Pixar’s latest film, Brave, is the studio’s first original fairytale, and also the first to feature a female protagonist. Although the story is not as original as past Pixar films such as Toy Story, Finding Nemo, or WALL-E, it still carries the same charm, spirit, and quality many have come to associate with the studio. All of the characters are unique and relatable, providing the usual right mix of drama and humor. The protagonist, Merida, is especially spirited, driven, and instantly likable. Although some may assume that the film is geared towards girls, as technically Merida can be added to the list of Disney princesses, I still found the film incredibly entertaining and appealing for both genders and all age groups. There is plenty of action, humor, and more masculine comedic moments alongside the mother-daughter tension that is the primary focus of the plot.

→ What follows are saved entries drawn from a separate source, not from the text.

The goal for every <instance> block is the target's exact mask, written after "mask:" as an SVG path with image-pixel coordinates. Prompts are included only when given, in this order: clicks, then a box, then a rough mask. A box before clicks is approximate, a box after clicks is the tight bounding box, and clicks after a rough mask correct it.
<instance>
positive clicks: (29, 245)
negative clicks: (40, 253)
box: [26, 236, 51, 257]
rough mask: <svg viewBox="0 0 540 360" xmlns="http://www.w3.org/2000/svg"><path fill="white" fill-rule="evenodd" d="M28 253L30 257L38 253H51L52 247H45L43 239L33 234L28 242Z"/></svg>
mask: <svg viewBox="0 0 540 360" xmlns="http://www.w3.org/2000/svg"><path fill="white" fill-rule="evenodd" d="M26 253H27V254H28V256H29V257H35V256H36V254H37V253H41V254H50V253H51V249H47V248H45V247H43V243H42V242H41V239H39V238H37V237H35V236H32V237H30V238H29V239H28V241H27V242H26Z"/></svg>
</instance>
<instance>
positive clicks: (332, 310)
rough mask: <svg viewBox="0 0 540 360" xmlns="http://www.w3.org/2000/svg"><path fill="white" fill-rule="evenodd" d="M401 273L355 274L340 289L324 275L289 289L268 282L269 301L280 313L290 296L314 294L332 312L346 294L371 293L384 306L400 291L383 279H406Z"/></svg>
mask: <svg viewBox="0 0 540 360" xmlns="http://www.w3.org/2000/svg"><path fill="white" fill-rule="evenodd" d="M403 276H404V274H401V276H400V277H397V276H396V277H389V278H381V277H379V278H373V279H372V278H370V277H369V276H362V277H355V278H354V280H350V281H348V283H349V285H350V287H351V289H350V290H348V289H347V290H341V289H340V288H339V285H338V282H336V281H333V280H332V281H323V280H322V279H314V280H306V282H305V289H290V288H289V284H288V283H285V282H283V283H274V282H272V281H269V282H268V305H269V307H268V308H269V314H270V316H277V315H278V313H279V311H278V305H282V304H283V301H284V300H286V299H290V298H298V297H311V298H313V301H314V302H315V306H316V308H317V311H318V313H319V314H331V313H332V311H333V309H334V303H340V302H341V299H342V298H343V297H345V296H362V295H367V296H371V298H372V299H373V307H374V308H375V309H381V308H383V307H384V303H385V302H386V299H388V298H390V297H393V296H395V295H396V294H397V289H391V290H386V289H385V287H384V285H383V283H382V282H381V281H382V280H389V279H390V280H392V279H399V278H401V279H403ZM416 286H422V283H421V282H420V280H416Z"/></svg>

As expected from a Pixar movie, the animation and art style are simply breathtaking. The Scottish scenery is beautifully rendered, particularly the many scenes within the forest. In some, I noticed every single blade of grass individually rendered in high detail. Each of the varying landscapes, from the sunny forest to the castle interior to the foggy mountains, look beautiful and incredibly detailed. Also, as her defining attribute and most likely the most difficult technical challenge for the film, Merida’s wonderfully curly hair deserves mention. The hair simulation is fantastic, particularly the few scenes when her hair gets wet and still maintains realistic shape and movement. The film also contains excellent cloth and crowd simulation. Additionally, I thought the modeling work on the demon bear Mor’du was exceptional, and would really like a chance to see him fully lit to examine the details.
Overall, while Brave‘s story might not please all of the critics or become an instant fairytale classic, it is never-the-less an entertaining, heart-warming story and an incredibly beautiful film.